History of Chinese New Year
Chinese New Year has a very interesting and unique history. According to the Chinese legends, there was a giant beast Nian who used to swallow humans in a single bite. Relief from the horrifying beast came only when people realized that Nian was scared of red color and loud noises. They started bursting crackers and used red color to scare the beast. Since then, this day was named as Gunian meaning “Pass over the Nian”. Chinese considered the day an auspicious one as it brought new life for them and celebrated it as a New Year.
Chinese New Year Dates
Chinese New Year falls on a different date every year. Chinese calender is a combination of solar and lunar calender. Chinese New Year falls on second new moon after the winter solstice. Chinese calender has a 12 year cycle and each year is named after animal. Chinese believe that every person resembles an animal and this reflects their traits. Year 2006 was the Year of the Dog. People born on this date are said to be very loyal and trustworthy. Similarly, every year has a it’s own significance. Chinese New Year begins in February 18th 2008 and it is the Year of Pig.
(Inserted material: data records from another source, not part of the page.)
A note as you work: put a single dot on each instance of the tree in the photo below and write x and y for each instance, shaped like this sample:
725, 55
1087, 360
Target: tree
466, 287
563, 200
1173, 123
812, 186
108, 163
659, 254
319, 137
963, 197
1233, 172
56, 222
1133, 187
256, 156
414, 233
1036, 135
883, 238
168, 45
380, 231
Chinese New Year Celebrations
Lot of excitement can be seen in the last 15 days of New Year celebrations. Every day has a special importance to it. Chinese ritualize and celebrate each day in a customary manner. Given below are the line wise celebrations of the New Year in China:
Day 1: People began their day by offering prayers and welcome the gods of heaven and earth. Most of the people stay away from meat to ensure healthy living.
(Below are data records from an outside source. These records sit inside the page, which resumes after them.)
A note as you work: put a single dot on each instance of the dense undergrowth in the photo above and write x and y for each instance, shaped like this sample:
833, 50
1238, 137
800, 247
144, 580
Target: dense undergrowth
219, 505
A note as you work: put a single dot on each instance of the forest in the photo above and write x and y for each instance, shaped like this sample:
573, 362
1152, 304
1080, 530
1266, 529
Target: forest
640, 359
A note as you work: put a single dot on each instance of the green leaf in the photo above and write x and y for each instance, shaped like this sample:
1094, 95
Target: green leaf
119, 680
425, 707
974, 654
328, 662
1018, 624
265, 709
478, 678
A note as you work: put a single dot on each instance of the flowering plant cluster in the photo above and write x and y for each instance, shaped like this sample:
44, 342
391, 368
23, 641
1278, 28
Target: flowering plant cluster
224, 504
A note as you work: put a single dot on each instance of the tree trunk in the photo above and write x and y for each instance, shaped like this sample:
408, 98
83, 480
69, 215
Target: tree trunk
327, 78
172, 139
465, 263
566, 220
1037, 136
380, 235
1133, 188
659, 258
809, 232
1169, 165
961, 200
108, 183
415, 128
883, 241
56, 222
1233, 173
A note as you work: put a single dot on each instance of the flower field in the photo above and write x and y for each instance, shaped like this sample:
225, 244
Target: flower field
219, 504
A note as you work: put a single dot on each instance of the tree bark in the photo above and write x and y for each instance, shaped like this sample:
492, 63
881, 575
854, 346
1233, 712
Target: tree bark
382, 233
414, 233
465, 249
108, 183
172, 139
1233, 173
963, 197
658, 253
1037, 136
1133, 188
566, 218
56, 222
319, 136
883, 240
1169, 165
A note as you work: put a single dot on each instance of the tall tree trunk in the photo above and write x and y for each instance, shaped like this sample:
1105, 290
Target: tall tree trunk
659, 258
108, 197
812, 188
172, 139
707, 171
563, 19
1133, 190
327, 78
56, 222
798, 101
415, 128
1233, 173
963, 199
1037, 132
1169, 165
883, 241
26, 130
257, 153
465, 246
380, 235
Day 2: Successively, prayers are offer to their ancestors and other gods. Chinese are strict care-taker of dogs and feed them well. This is day is considered to be th birthday of all dogs.
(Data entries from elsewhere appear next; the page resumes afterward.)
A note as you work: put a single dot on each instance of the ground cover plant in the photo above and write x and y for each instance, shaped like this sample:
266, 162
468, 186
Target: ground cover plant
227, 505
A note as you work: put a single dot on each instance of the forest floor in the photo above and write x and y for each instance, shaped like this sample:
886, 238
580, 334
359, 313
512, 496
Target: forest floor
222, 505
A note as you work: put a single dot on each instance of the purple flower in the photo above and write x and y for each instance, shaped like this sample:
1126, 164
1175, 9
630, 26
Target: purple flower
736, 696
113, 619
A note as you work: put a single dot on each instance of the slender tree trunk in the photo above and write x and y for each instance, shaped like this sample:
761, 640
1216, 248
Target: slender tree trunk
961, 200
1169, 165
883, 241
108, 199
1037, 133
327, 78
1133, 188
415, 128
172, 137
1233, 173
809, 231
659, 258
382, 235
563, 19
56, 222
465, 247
Day 3 and 4: These are very important days for the families to keep up their relations. It calls for every son-in-law to pay respect to their parents-in-law.
Day 5: According to the traditions, nobody visits friends and relatives houses as it would bring bad omen. They stay back home to worship the God of wealth. The day is called Po Woo.
Day 6: On this day, people freely meet their near and dear ones and even visit nearby temples to pray for their well being and high spirits.
Day 7: This is Chinese farmers’ day. They display their backbreaking produce. They also prepare a drink from seven different types of vegetables. On this day, everybody eats noodles which is a symbol of long life and fish representing success.
Day 8: It’s an other day to be celebrated with the family and friends. They also offer midnight prayers to Tian Gong, the God of Heaven.
Day 9: Prayers are offered to Jade Emperor.
Days 10 to 13: From 10 to 12, people celebrate the days by having sumptuous dinner with the loved ones and the 13th day is left for a very light dinner to cleanse the system.
Day 14: People start preparing for the celebration of Lantern Festival to be held on next day.
Day 15: Since it is the first night to see full moon, people hang out colorful lanterns, eat glutinous rice balls and enjoy the day with their families.
Chinese New Year Traditions and Decorations
To prepare for the New Year, Chinese clean their houses, repay any money they owe, get their hair cut, and buy new clothes. They also light up their houses and adorn it with signs of peace and luck. They use red color in all their decorations which is very considered auspicious.